Member of the Puerto Rico House of Representatives
- In office 1945–1952

Personal details
- Born: July 24, 1894 San Germán, Puerto Rico
- Died: December 8, 1982 (aged 88) San Germán, Puerto Rico
- Party: Popular Democratic Party
- Spouse: Angeles Poventud
- Children: Ubaldino Jose Angeles Jose Alfredo
- Occupation: Politician, Dentist

= Ubaldino Ramírez de Arellano =

Puerto Rican politician and basketball player

Ubaldino Ramírez de Arellano Quiñones was born in San Germán, Puerto Rico. He was a dentist and state legislator and he was known as the "Father of Basketball" in San German. His parents were José Ubaldino Ramírez de Arellano Lugo and María Matilde Quiñones Quiñones. While in university he joined Phi Sigma Alpha fraternity.

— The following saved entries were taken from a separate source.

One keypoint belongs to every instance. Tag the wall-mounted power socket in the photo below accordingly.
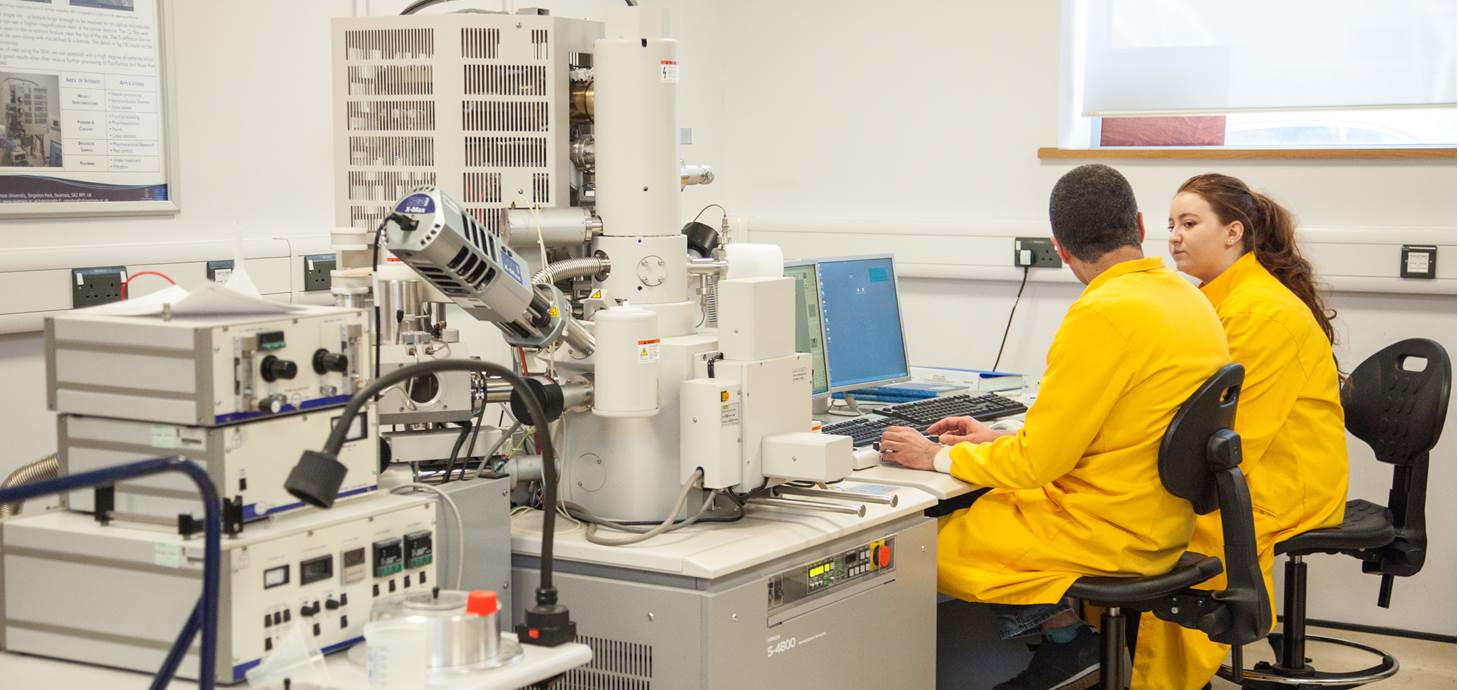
(97, 285)
(219, 270)
(317, 272)
(1036, 253)
(1418, 261)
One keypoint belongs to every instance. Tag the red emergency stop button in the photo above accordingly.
(482, 603)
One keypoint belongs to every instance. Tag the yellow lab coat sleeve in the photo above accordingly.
(1073, 406)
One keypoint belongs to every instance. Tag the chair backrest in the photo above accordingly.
(1396, 410)
(1396, 403)
(1185, 458)
(1200, 461)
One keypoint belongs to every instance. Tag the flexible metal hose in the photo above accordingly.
(569, 269)
(711, 301)
(44, 468)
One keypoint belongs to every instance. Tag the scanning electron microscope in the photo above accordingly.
(525, 169)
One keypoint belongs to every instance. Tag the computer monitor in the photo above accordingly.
(809, 334)
(862, 323)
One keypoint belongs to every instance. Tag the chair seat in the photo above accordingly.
(1364, 525)
(1191, 569)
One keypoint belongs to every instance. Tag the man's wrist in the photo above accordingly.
(943, 461)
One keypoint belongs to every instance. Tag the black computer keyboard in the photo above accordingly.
(982, 407)
(862, 431)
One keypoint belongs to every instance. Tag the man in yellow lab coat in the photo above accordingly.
(1077, 492)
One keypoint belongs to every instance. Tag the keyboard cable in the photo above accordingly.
(1014, 309)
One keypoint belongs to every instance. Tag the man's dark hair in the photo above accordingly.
(1093, 212)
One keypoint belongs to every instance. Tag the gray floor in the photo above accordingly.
(1421, 665)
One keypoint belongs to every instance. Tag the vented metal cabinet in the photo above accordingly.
(781, 625)
(476, 104)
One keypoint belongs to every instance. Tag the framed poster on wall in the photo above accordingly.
(85, 108)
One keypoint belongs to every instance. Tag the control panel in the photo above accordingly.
(830, 574)
(206, 371)
(323, 581)
(280, 369)
(307, 574)
(244, 461)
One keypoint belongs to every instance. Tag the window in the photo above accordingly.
(1252, 73)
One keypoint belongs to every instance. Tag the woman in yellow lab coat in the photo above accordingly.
(1243, 250)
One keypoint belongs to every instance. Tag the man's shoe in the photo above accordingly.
(1073, 665)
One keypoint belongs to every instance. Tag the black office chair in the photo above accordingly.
(1200, 461)
(1399, 413)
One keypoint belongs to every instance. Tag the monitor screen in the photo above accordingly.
(807, 320)
(862, 323)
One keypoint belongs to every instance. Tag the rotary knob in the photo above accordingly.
(326, 361)
(275, 368)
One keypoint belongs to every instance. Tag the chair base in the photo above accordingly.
(1270, 677)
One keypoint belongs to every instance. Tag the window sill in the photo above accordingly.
(1194, 153)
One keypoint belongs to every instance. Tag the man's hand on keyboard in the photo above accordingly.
(908, 447)
(953, 431)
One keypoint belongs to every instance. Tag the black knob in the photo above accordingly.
(326, 361)
(275, 368)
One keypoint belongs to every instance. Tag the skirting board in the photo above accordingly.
(34, 283)
(1344, 258)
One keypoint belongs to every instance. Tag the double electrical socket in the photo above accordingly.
(1036, 253)
(97, 285)
(317, 272)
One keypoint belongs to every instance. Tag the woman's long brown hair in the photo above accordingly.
(1271, 232)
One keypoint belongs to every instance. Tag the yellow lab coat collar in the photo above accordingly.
(1113, 272)
(1218, 289)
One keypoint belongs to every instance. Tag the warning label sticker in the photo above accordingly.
(648, 350)
(728, 413)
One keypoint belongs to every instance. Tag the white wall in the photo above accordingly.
(924, 118)
(902, 114)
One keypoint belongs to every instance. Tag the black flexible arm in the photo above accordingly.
(318, 474)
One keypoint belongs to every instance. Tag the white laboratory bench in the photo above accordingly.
(537, 664)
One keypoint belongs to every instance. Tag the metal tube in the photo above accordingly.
(572, 269)
(708, 266)
(827, 493)
(560, 226)
(44, 468)
(1294, 619)
(498, 391)
(1112, 635)
(212, 550)
(811, 505)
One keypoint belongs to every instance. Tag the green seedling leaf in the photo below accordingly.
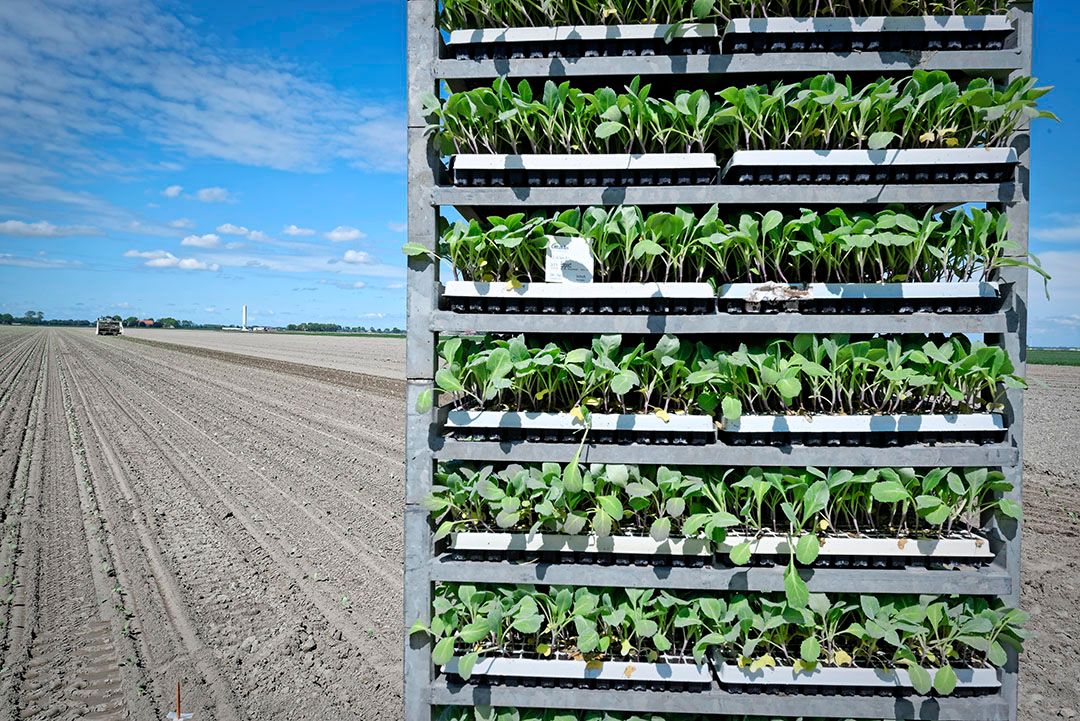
(795, 588)
(607, 128)
(443, 651)
(610, 505)
(807, 548)
(997, 655)
(447, 381)
(661, 529)
(466, 665)
(945, 680)
(920, 679)
(880, 140)
(571, 478)
(810, 650)
(731, 408)
(740, 554)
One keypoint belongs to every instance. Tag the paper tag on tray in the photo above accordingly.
(568, 260)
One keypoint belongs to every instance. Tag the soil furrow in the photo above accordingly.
(131, 409)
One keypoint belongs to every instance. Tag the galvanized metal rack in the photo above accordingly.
(430, 64)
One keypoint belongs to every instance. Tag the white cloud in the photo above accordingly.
(147, 254)
(346, 285)
(43, 229)
(343, 234)
(73, 71)
(166, 259)
(358, 257)
(214, 194)
(1052, 322)
(206, 241)
(309, 262)
(191, 263)
(22, 261)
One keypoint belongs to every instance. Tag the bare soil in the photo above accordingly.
(172, 517)
(374, 355)
(230, 518)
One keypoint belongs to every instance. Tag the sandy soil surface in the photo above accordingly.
(378, 356)
(232, 521)
(171, 517)
(1050, 568)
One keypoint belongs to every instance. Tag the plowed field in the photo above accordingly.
(229, 516)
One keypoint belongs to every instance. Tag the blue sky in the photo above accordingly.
(186, 158)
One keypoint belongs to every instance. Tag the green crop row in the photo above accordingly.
(804, 375)
(925, 109)
(915, 633)
(631, 245)
(468, 14)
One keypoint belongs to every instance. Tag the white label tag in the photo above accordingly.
(569, 260)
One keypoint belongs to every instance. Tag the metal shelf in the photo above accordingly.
(719, 323)
(919, 457)
(987, 63)
(773, 195)
(719, 701)
(989, 581)
(428, 68)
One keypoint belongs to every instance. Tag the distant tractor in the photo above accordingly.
(109, 327)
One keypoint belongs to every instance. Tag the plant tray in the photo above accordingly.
(847, 35)
(728, 674)
(584, 670)
(896, 430)
(583, 41)
(563, 427)
(953, 547)
(570, 298)
(557, 543)
(860, 297)
(584, 169)
(906, 166)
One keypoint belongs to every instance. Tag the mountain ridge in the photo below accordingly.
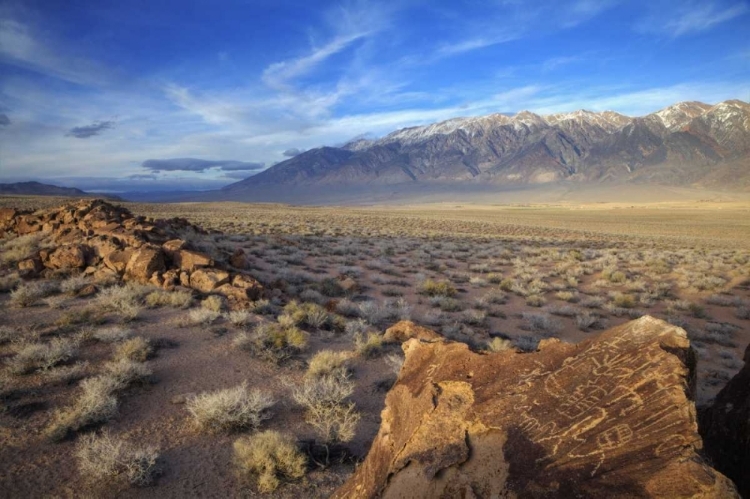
(687, 144)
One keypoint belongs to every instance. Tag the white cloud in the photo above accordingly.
(690, 17)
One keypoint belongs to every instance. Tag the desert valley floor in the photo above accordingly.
(488, 276)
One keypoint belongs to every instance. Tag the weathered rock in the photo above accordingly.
(405, 330)
(206, 280)
(172, 246)
(238, 259)
(118, 260)
(609, 417)
(30, 267)
(252, 288)
(72, 256)
(190, 260)
(725, 427)
(110, 243)
(144, 262)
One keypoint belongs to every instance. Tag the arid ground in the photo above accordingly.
(341, 276)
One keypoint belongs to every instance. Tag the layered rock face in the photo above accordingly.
(107, 241)
(609, 417)
(725, 428)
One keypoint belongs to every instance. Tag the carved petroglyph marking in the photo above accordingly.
(614, 437)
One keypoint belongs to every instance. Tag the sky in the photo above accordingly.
(144, 95)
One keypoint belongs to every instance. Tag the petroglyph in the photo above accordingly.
(599, 419)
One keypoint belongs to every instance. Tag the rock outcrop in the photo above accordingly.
(107, 241)
(609, 417)
(725, 428)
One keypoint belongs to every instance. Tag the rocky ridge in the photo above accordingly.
(612, 416)
(108, 242)
(687, 144)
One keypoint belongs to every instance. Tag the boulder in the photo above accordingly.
(406, 330)
(118, 260)
(725, 427)
(71, 256)
(609, 417)
(30, 267)
(206, 280)
(252, 288)
(190, 260)
(144, 262)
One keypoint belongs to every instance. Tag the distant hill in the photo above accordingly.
(689, 144)
(40, 189)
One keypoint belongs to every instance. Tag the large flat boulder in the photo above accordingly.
(144, 262)
(206, 280)
(612, 416)
(725, 427)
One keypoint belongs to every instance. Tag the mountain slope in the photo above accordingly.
(687, 144)
(40, 189)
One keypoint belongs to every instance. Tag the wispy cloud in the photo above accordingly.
(22, 46)
(199, 165)
(690, 17)
(84, 132)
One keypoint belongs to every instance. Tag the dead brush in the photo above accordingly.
(103, 457)
(230, 409)
(269, 458)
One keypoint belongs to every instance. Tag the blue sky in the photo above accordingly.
(162, 94)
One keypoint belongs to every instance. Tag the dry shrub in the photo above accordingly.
(72, 285)
(239, 318)
(230, 409)
(329, 363)
(437, 288)
(34, 356)
(102, 456)
(29, 293)
(172, 299)
(269, 457)
(7, 334)
(96, 404)
(215, 303)
(324, 398)
(137, 349)
(368, 345)
(272, 341)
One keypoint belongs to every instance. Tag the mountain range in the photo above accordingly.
(689, 144)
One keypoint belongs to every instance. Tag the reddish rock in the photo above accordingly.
(172, 246)
(190, 260)
(609, 417)
(30, 267)
(7, 214)
(144, 262)
(206, 280)
(27, 224)
(87, 291)
(185, 279)
(725, 428)
(406, 330)
(118, 260)
(72, 256)
(232, 292)
(253, 289)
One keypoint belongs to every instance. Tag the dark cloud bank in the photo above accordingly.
(199, 165)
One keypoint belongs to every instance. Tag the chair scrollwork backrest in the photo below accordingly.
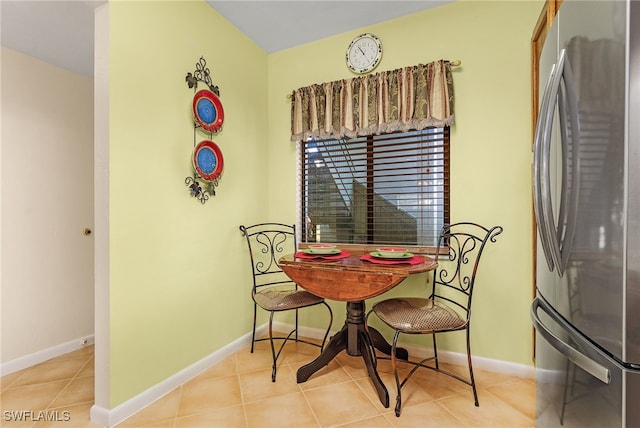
(267, 243)
(459, 251)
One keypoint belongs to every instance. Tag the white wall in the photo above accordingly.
(47, 294)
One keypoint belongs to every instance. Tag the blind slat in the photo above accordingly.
(385, 189)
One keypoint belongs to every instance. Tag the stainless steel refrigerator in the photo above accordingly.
(587, 206)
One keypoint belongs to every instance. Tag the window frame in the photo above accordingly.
(360, 247)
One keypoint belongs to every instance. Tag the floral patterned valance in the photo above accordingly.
(398, 100)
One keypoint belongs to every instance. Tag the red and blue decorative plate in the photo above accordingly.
(208, 111)
(207, 160)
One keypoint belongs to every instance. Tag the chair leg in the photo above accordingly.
(253, 334)
(473, 382)
(394, 366)
(324, 339)
(273, 349)
(435, 351)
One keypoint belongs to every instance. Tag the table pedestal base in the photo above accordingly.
(357, 341)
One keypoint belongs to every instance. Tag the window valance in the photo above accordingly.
(397, 100)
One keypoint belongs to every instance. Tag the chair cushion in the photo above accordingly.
(273, 299)
(416, 315)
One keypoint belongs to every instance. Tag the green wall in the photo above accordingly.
(490, 146)
(179, 284)
(179, 287)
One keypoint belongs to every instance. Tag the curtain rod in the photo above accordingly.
(454, 63)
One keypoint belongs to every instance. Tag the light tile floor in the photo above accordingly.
(238, 392)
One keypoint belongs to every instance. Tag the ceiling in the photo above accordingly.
(61, 32)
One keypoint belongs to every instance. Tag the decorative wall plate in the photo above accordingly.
(207, 110)
(207, 160)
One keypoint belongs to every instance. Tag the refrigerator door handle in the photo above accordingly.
(542, 133)
(556, 235)
(578, 358)
(570, 189)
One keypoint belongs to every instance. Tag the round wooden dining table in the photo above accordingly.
(352, 280)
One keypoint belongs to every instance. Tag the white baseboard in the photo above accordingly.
(44, 355)
(111, 417)
(496, 366)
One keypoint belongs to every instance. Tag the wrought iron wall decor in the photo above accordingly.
(208, 117)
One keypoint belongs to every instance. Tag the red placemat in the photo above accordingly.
(341, 255)
(415, 260)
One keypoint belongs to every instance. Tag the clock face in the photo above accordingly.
(364, 53)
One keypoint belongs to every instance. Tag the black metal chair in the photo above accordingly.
(272, 290)
(448, 308)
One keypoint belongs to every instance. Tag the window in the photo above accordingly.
(375, 190)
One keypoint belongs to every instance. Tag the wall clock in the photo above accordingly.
(364, 53)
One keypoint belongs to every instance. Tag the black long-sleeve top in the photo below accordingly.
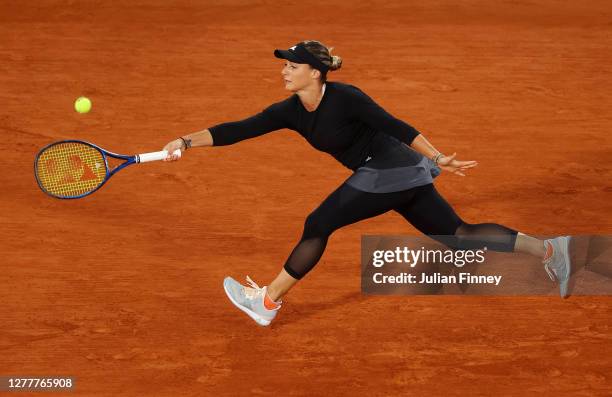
(347, 124)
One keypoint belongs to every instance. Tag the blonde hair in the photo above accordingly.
(323, 54)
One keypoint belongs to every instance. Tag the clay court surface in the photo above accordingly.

In his youth he played professional basketball. He was later the first president Liga Puertorriqueña de Baloncesto. He was a member of the Puerto Rico House of Representatives from 1945 till 1952.

In 1949 he and others such as James Edward McManus, Bishop of Ponce, and Senator Santiago R. Palmer achieved that, for the nominal price of one dollar, the church of Porta Coeli in San German be sold to the Government of Puerto Rico so that it be responsible for its safekeeping and preservation.

In 1951 he served in the Legislative Commission of the Constitutional Assembly that created the Constitution of Puerto Rico. He was also one of the signer of the Constitution of Puerto Rico.

On March 8, 1956, he introduced Joint Resolution 3122 which allocated the funds during the 1956-57 fiscal year to cover the costs for planning and buying equipment to establish the University of Puerto Rico School of Dental Medicine. At the meeting of 24 May 1956, approved the resolution with a unanimous vote of 43 votes for and 0 against. This project was approved in the Senate of Puerto Rico without amendment on 30 May 1956. The adoption of the law occurred on 21 June 1956 with the signature of Governor Luis Muñoz Marín.

==Death==
Ubaldino Ramirez de Arellano died on December 8, 1982, at age 88. He was buried at Trujillo Cemetery in San Germán, Puerto Rico.

==Legacy==
There is a basketball court in San German that bears his name Cancha Ubaldino Ramírez de Arellano, the Atléticos de San Germán used to play there. He was amongst those mentioned for the nineteen-twenties by the "Comite de Sabios" of the BSN in 2008 that named the best Basketball players of Puerto Rico by decade.

==Personal life==
He married Angeles Poventud in Ponce Cathedral, Ponce, Puerto Rico. They had three children, Ubaldino Jose "Don Nino" Ramirez de Arellano, Angeles Ramirez de Arellano and Jose Alfredo Ramirez de Arellano.